Preventing data loss during data migration


#1

hi,

I find words below on http://www.aerospike.com/docs/operations/upgrade/aerospike/

Interrupting a cluster during data migration may cause data loss. To be fully ACID-compliant, you should wait for all data migration to complete

What’s the exact meaning of “Interrupting” ? Adding / removing nodes during data migration ?

If I have 3 nodes in 1 cluster with replication factor of 2. What’s the best policy to add/remove node from it without data loss?

thx


#2

Adding a node isn’t a problem. Removing a node while there are ongoing migrations can result in data loss.

  • Adding node is safe.
  • Before removing a node, you should always ensure there aren’t any ongoing migrations. To expand on that, if you plan to remove multiple nodes, you should wait for migrations to complete between each node removal.

#3

@kporter Thanks.

According to your comments, data will lose if any 2 nodes crash , even there’re 10 nodes in total ?


#4

Yes, for replication factor 2, losing 2 random nodes will result in data loss. The amount of data lost decrease as the cluster size increases. There are replication models used in other systems that decrease the probability of data loss as the cluster size increases but increases the amount of data lost in an event that would result in data loss.

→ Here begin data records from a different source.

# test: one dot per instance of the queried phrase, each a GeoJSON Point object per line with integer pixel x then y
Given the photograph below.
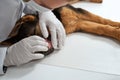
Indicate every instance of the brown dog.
{"type": "Point", "coordinates": [73, 19]}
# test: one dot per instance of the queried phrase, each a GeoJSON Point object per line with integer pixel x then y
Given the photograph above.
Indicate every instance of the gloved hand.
{"type": "Point", "coordinates": [24, 51]}
{"type": "Point", "coordinates": [48, 21]}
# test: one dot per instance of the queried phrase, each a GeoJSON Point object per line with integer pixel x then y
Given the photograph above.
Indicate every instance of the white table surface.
{"type": "Point", "coordinates": [84, 56]}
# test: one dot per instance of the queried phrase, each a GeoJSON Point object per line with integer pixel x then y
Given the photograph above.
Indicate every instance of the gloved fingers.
{"type": "Point", "coordinates": [53, 36]}
{"type": "Point", "coordinates": [36, 38]}
{"type": "Point", "coordinates": [38, 48]}
{"type": "Point", "coordinates": [38, 42]}
{"type": "Point", "coordinates": [44, 30]}
{"type": "Point", "coordinates": [37, 56]}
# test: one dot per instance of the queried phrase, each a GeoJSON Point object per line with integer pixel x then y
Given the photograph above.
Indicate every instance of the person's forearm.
{"type": "Point", "coordinates": [51, 4]}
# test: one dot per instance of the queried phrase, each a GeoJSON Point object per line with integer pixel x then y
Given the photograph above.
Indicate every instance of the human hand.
{"type": "Point", "coordinates": [49, 22]}
{"type": "Point", "coordinates": [24, 51]}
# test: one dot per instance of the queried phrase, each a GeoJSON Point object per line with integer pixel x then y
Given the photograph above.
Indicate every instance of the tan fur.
{"type": "Point", "coordinates": [73, 19]}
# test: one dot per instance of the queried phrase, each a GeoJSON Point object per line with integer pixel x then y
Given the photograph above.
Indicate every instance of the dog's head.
{"type": "Point", "coordinates": [26, 26]}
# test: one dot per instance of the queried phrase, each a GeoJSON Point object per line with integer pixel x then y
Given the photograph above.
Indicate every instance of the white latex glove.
{"type": "Point", "coordinates": [49, 21]}
{"type": "Point", "coordinates": [23, 51]}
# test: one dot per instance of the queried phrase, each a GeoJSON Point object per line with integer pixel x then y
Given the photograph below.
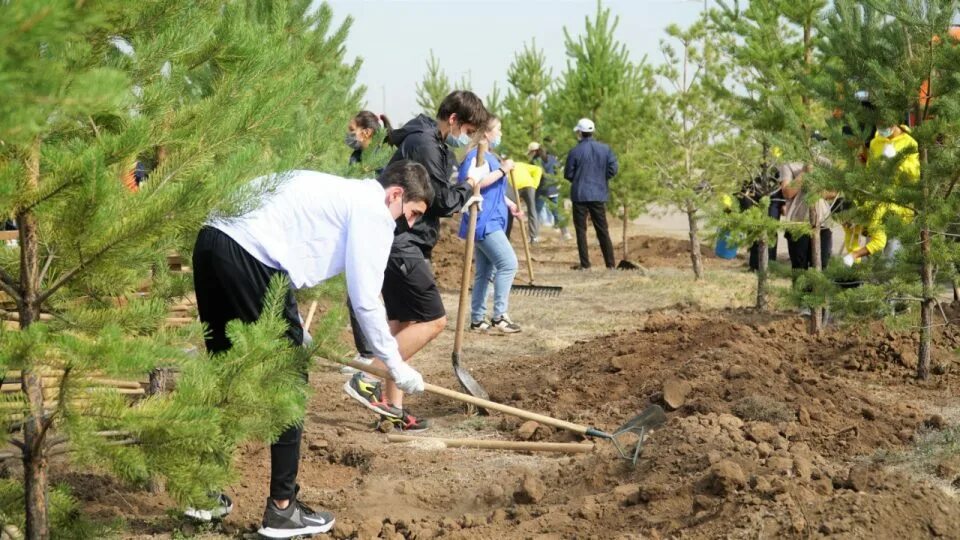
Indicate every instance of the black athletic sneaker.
{"type": "Point", "coordinates": [222, 506]}
{"type": "Point", "coordinates": [481, 326]}
{"type": "Point", "coordinates": [405, 421]}
{"type": "Point", "coordinates": [297, 519]}
{"type": "Point", "coordinates": [505, 325]}
{"type": "Point", "coordinates": [369, 394]}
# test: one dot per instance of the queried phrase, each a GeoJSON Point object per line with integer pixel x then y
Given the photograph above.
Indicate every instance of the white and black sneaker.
{"type": "Point", "coordinates": [221, 507]}
{"type": "Point", "coordinates": [504, 324]}
{"type": "Point", "coordinates": [297, 519]}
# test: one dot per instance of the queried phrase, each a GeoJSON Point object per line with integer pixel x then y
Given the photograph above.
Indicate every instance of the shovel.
{"type": "Point", "coordinates": [530, 289]}
{"type": "Point", "coordinates": [463, 375]}
{"type": "Point", "coordinates": [622, 438]}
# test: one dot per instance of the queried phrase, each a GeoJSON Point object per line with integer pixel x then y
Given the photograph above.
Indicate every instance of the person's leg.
{"type": "Point", "coordinates": [359, 341]}
{"type": "Point", "coordinates": [580, 226]}
{"type": "Point", "coordinates": [478, 298]}
{"type": "Point", "coordinates": [245, 281]}
{"type": "Point", "coordinates": [826, 246]}
{"type": "Point", "coordinates": [498, 250]}
{"type": "Point", "coordinates": [598, 214]}
{"type": "Point", "coordinates": [533, 221]}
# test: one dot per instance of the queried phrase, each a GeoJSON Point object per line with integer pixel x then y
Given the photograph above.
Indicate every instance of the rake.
{"type": "Point", "coordinates": [622, 438]}
{"type": "Point", "coordinates": [530, 289]}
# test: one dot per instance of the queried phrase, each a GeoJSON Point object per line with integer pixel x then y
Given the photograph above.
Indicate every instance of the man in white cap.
{"type": "Point", "coordinates": [590, 166]}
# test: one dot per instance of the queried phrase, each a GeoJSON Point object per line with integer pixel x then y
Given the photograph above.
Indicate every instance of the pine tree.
{"type": "Point", "coordinates": [435, 86]}
{"type": "Point", "coordinates": [529, 80]}
{"type": "Point", "coordinates": [772, 52]}
{"type": "Point", "coordinates": [693, 161]}
{"type": "Point", "coordinates": [88, 89]}
{"type": "Point", "coordinates": [602, 83]}
{"type": "Point", "coordinates": [899, 52]}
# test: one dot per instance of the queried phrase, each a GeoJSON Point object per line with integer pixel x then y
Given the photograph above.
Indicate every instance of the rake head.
{"type": "Point", "coordinates": [628, 439]}
{"type": "Point", "coordinates": [537, 290]}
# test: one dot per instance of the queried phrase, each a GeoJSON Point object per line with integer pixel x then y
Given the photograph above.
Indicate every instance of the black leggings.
{"type": "Point", "coordinates": [231, 284]}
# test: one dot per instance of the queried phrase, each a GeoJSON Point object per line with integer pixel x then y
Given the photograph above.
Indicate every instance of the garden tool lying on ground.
{"type": "Point", "coordinates": [638, 426]}
{"type": "Point", "coordinates": [463, 375]}
{"type": "Point", "coordinates": [530, 289]}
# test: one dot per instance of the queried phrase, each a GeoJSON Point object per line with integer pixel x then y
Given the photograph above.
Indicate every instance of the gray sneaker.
{"type": "Point", "coordinates": [297, 519]}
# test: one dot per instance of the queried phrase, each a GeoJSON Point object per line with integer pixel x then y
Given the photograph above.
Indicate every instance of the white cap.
{"type": "Point", "coordinates": [585, 125]}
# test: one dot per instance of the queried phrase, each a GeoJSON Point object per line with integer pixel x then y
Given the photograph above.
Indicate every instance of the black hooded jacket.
{"type": "Point", "coordinates": [420, 140]}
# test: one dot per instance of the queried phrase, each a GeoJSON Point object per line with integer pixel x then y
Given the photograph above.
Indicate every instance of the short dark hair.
{"type": "Point", "coordinates": [412, 177]}
{"type": "Point", "coordinates": [467, 106]}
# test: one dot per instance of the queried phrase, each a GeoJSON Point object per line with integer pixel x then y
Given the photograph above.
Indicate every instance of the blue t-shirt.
{"type": "Point", "coordinates": [493, 217]}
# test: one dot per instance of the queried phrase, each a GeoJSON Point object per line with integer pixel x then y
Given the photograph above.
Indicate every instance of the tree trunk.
{"type": "Point", "coordinates": [762, 265]}
{"type": "Point", "coordinates": [816, 312]}
{"type": "Point", "coordinates": [626, 215]}
{"type": "Point", "coordinates": [34, 432]}
{"type": "Point", "coordinates": [926, 305]}
{"type": "Point", "coordinates": [695, 256]}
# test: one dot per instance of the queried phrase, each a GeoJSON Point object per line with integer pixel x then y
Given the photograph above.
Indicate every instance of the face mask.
{"type": "Point", "coordinates": [457, 142]}
{"type": "Point", "coordinates": [351, 140]}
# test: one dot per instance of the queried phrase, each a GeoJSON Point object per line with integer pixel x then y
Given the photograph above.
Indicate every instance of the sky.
{"type": "Point", "coordinates": [478, 40]}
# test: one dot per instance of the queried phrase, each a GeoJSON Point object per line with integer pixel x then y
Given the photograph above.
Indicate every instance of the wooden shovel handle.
{"type": "Point", "coordinates": [484, 403]}
{"type": "Point", "coordinates": [520, 446]}
{"type": "Point", "coordinates": [523, 231]}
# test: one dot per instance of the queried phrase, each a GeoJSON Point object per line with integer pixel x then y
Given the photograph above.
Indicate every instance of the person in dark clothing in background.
{"type": "Point", "coordinates": [410, 292]}
{"type": "Point", "coordinates": [361, 131]}
{"type": "Point", "coordinates": [590, 166]}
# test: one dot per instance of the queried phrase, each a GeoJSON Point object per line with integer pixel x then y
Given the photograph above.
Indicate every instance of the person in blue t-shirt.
{"type": "Point", "coordinates": [493, 252]}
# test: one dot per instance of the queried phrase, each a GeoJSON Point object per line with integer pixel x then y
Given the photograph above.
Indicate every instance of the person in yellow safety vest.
{"type": "Point", "coordinates": [862, 240]}
{"type": "Point", "coordinates": [895, 142]}
{"type": "Point", "coordinates": [527, 179]}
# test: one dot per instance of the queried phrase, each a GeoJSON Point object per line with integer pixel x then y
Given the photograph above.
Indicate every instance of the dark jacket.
{"type": "Point", "coordinates": [590, 166]}
{"type": "Point", "coordinates": [419, 140]}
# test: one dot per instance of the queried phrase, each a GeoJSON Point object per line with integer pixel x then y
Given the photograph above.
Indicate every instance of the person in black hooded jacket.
{"type": "Point", "coordinates": [410, 292]}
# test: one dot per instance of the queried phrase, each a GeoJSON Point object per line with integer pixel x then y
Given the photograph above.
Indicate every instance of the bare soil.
{"type": "Point", "coordinates": [782, 435]}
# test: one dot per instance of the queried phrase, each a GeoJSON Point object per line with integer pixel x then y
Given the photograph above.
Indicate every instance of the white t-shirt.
{"type": "Point", "coordinates": [314, 226]}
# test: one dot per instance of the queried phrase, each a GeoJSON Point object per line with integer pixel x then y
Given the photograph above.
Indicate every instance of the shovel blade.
{"type": "Point", "coordinates": [652, 417]}
{"type": "Point", "coordinates": [469, 384]}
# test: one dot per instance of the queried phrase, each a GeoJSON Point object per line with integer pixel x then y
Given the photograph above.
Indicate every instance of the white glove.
{"type": "Point", "coordinates": [408, 379]}
{"type": "Point", "coordinates": [478, 199]}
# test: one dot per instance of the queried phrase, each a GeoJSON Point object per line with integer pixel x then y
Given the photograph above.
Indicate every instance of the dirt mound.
{"type": "Point", "coordinates": [773, 438]}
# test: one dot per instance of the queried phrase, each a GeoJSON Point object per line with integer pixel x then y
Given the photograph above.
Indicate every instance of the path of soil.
{"type": "Point", "coordinates": [775, 435]}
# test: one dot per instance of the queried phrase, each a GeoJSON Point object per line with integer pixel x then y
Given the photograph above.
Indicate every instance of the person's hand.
{"type": "Point", "coordinates": [407, 379]}
{"type": "Point", "coordinates": [475, 199]}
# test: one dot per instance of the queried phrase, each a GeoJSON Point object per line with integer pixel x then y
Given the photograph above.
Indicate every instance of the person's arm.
{"type": "Point", "coordinates": [369, 238]}
{"type": "Point", "coordinates": [570, 169]}
{"type": "Point", "coordinates": [612, 166]}
{"type": "Point", "coordinates": [448, 199]}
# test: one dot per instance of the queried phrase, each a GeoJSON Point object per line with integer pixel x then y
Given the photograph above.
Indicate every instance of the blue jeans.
{"type": "Point", "coordinates": [494, 252]}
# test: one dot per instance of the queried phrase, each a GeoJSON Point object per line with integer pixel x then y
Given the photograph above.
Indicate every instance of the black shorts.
{"type": "Point", "coordinates": [410, 291]}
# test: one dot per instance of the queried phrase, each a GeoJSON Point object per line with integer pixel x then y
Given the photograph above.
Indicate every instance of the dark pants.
{"type": "Point", "coordinates": [801, 257]}
{"type": "Point", "coordinates": [231, 284]}
{"type": "Point", "coordinates": [598, 214]}
{"type": "Point", "coordinates": [359, 341]}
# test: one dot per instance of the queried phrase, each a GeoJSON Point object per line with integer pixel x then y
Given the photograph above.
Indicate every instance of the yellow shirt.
{"type": "Point", "coordinates": [526, 175]}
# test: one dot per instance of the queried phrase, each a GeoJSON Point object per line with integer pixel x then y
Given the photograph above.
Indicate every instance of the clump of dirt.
{"type": "Point", "coordinates": [775, 437]}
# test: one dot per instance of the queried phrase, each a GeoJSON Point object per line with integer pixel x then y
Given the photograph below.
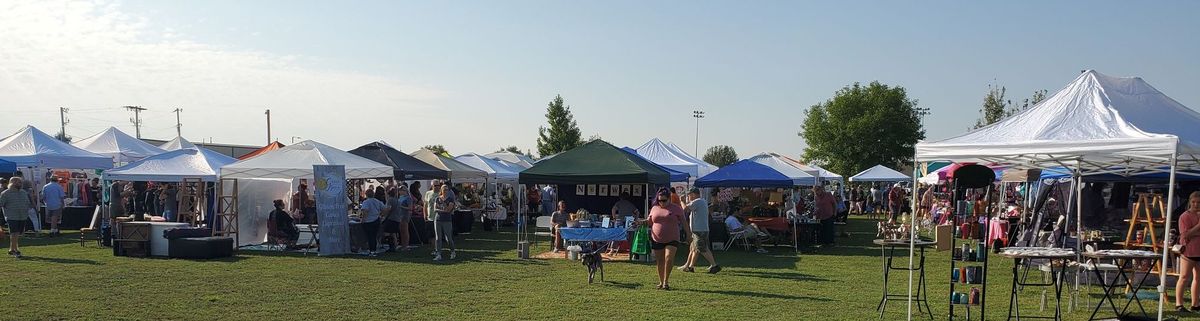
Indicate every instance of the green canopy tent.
{"type": "Point", "coordinates": [595, 162]}
{"type": "Point", "coordinates": [594, 169]}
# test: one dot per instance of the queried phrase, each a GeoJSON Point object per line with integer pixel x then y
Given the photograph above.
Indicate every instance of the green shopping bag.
{"type": "Point", "coordinates": [641, 241]}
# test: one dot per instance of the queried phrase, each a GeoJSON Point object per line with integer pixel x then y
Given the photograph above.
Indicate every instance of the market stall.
{"type": "Point", "coordinates": [403, 167]}
{"type": "Point", "coordinates": [593, 177]}
{"type": "Point", "coordinates": [457, 171]}
{"type": "Point", "coordinates": [118, 145]}
{"type": "Point", "coordinates": [1096, 125]}
{"type": "Point", "coordinates": [670, 156]}
{"type": "Point", "coordinates": [522, 161]}
{"type": "Point", "coordinates": [275, 174]}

For our replication model, the amount of data lost with 2 node failure and replication factor 2 can be calculated as 2/(n(n-1)) where n is the number of nodes in the cluster.

Hope this helps.


#5

I have additional question: Lets have a cluster with persistent namespace (RAM+HDD) with read-only load. Can data loss happen when node(s) or network fail during migration?


#6

@manana with replication factor 2, if 2 nodes are unable to respond to requests for whatever reason, the data shared by those nodes will not be reachable (2/(n(n-1)).


#7

@kporter, yes, this is absolutely clear… I am asking about scenario, when the whole cluster is being restarted by restarting node by node without waiting to migration. In any time max one node is down, data is read only and persistent on HDD. I’ve heard, that in 6 node r-o cluster with replication factor 3, this cause permanent data loss (part of data wasn’t be reachable even when all nodes was up and migrations were complete).

Unfortunately I have no precise details about this issue. I will try to replicate.


#8

Hi guys, I wanted to understand what will happen in a scenario, where I have 3 nodes, with replication factor = 3. Configured cold-start-empty in all sets of all nodes.

The timeline is:

  1. All 3 nodes are up
  2. Taking 2 nodes down, so only 1 remains up.
  3. Starting one of the nodes, so now 2 are up and a migration is ongoing.
  4. Starting the third node before the migration has finished.

Can I experience data loss in this scenario?


#9

And another scenario:

  1. 2 Nodes are up.
  2. Adding a third node - causing migration
  3. During the ongoing migration, Aerospike node number 2 got disconnected from the network, causing the cluster not to see it anymore.

Is there a data loss problem in this scenario?


#10

I would not expect, nor does our tests indicate any issues with this scenario.


#11

I wouldn’t expect data loss from either scenario.


#12

Because of the replication factor?


#13

Yes, with replication factor N, I wouldn’t expect loss until N nodes are lost.